O número choca e convida a uma reflexão que vá além do cinismo da circunstância: mais de 68% dos portugueses, deliberadamente, não votaram nestas europeias. O sol ou a chuva são argumentos tão válidos para o justificar quanto o futebol, os festivais ou qualquer outra frivolidade. Na sua grande maioria, os abstencionistas ignoraram e ignoram o chamamento cívico por preguiça, desleixo ou porque simplesmente não quiseram e não querem saber. Não querem saber da democracia. Ponto.
Sendo certo que perdem alguma da autoridade moral – nunca a legitimidade – para criticar os partidos e as instituições (nacionais e europeias), também os partidos (situação e oposição), mesmo os mais míopes, deveriam reconhecer os sinais de que estão a perder a autoridade para representarem as populações.

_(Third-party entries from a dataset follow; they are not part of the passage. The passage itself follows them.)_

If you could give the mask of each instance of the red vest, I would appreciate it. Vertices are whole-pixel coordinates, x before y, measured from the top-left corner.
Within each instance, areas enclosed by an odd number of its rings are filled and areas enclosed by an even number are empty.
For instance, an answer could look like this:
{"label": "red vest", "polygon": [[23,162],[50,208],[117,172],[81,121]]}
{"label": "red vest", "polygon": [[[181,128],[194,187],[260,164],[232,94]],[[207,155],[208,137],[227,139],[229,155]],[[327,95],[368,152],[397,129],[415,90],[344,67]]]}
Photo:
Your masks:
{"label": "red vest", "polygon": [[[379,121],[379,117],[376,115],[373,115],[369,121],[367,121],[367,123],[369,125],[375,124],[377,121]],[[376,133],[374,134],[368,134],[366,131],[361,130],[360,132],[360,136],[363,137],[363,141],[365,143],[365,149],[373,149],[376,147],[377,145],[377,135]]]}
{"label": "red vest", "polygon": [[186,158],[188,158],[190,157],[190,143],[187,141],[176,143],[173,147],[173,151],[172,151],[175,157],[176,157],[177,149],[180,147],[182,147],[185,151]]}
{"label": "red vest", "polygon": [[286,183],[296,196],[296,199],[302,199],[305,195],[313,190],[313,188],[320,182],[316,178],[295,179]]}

Este domingo, nos quartéis-generais das principais forças portuguesas, com mais ou menos champanhe à mistura, todos os líderes partidários e os respetivos cabeças-de-lista na corrida ao Parlamento Europeu alinharam no lero-lero de que a maior abstenção de sempre – tese que os números absolutos de votantes, aliás, contrariam – constituía a wake up call de que o sistema precisava.

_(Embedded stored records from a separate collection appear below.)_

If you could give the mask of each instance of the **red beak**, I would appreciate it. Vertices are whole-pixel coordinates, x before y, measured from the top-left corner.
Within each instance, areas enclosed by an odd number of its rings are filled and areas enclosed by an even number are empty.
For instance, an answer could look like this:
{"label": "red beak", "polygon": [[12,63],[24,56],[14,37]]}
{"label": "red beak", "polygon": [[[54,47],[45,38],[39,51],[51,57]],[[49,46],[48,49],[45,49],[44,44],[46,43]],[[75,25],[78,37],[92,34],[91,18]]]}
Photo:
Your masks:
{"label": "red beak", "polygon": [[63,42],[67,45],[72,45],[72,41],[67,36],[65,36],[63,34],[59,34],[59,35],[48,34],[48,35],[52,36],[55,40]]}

E depois? Que ilações retiram dessa insofismável bofetada? Que ideias concretas apresentam para reformar os sistemas eleitoral e político? Que medidas acertam para assegurar mais transparência e lisura no exercício de cargos públicos? Quanto do seu capital de liderança investem na dignificação das funções em que investem alguns dos seus mais próximos? Que esforço dedicam ao combate ao aparelhismo, ao nepotismo e à corrupção? Que diligências tomam para reforçar o sentido cívico crítico dos cidadãos que para eles transferem, através do voto, o poder de decisão? Fazem muito poucochinho, arrisco. Para não dizer nada.

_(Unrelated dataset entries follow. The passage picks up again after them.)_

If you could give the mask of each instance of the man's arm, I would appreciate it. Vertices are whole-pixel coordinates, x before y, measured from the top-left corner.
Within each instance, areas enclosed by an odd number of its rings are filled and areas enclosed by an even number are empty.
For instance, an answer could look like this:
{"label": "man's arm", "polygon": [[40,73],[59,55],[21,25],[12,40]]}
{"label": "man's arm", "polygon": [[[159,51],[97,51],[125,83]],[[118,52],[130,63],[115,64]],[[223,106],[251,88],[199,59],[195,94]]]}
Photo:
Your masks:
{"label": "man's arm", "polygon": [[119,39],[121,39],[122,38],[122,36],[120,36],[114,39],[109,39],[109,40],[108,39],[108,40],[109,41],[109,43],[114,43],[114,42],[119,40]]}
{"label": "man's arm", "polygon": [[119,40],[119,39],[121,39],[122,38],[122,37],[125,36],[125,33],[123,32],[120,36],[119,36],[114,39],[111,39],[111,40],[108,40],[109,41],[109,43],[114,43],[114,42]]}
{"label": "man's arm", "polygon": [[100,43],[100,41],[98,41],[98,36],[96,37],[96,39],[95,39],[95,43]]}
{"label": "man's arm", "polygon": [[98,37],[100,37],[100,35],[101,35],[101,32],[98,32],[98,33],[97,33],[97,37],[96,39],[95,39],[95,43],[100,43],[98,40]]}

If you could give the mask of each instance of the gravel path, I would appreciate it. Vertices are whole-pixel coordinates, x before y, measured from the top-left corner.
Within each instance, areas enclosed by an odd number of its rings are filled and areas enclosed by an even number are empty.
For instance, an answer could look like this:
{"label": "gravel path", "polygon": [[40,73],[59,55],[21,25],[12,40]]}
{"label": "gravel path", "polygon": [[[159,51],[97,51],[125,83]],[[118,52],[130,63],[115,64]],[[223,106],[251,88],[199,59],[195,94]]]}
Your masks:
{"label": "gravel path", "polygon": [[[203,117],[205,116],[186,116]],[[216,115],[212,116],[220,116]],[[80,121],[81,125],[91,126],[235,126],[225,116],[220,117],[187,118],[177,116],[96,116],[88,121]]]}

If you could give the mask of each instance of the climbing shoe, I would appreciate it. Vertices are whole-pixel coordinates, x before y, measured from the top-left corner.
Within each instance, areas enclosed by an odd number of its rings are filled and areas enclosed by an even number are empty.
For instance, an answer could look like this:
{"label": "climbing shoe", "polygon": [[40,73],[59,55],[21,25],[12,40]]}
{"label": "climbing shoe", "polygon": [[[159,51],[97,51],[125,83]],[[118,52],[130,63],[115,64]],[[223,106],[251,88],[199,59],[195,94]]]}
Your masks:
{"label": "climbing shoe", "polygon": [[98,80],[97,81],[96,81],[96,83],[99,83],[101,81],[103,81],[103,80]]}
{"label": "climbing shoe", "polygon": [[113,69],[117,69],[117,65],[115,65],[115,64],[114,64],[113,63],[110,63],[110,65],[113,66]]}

Quando António Costa delega a missão de responder ao furacão de endogamia que atravessou o Governo em Carlos César (pai do líder parlamentar do PS-Açores, marido da presidente da Casa da Autonomia, também naquele arquipélago, irmão de um assessor em vários governos socialistas, sogro da chefe de gabinete da secretária regional-adjunta para os Assuntos da Presidência e ainda tio de um quadro da Gebalis, a empresa que gere os bairros sociais em Lisboa), está a fazer mais pela revolta dos eleitores do que qualquer intervenção inflamada de André Ventura.
De igual modo, Rui Rio, ao incumbir José Silvano (o deputado que tinha uma colega de bancada a validar-lhe as presenças no Parlamento) de comentar as primeiras projeções da abstenção, encoraja as conclusões populistas de que os que ocupam o poder são todos iguais e de forma alguma mais recomendáveis do que o cidadão comum.
E doravante quem poderá levar Jerónimo de Sousa a sério quando rasgar as vestes pelos desmandos do setor financeiro, que todos pagamos, depois de Luís Filipe Vieira, um dos alegados campeões das dívidas a bancos, ter jantado com os candidatos da CDU no último dia de campanha eleitoral?
Analisando friamente o quadro que temos diante de nós, há que reconhecer um módico de sensatez aos portugueses. Perante o estado a que chegámos, ao invés de irem às urnas depositar votos irresponsáveis ou mesmo perigosos (como vemos acontecer Europa fora), ficam em casa ou evadem-se para os areais de norte a sul. Sempre é preferível queimarem a pele a derreterem a democracia.
A abstenção, convenhamos, tem essa virtude: apesar da fúria e da sobranceria com que a tentam castigar, lá vai sendo a padroeira de um relativo bom senso e a garantia de um mapa político minimamente salubre. Enquanto não tivermos mais do que esboços ou caricaturas de salvadores do regime – dos quais devemos desconfiar -, agradeçamos a liberdade de não votar que a Constituição garante a todos, especialmente aos alienados. Por mais assustador que nos pareça.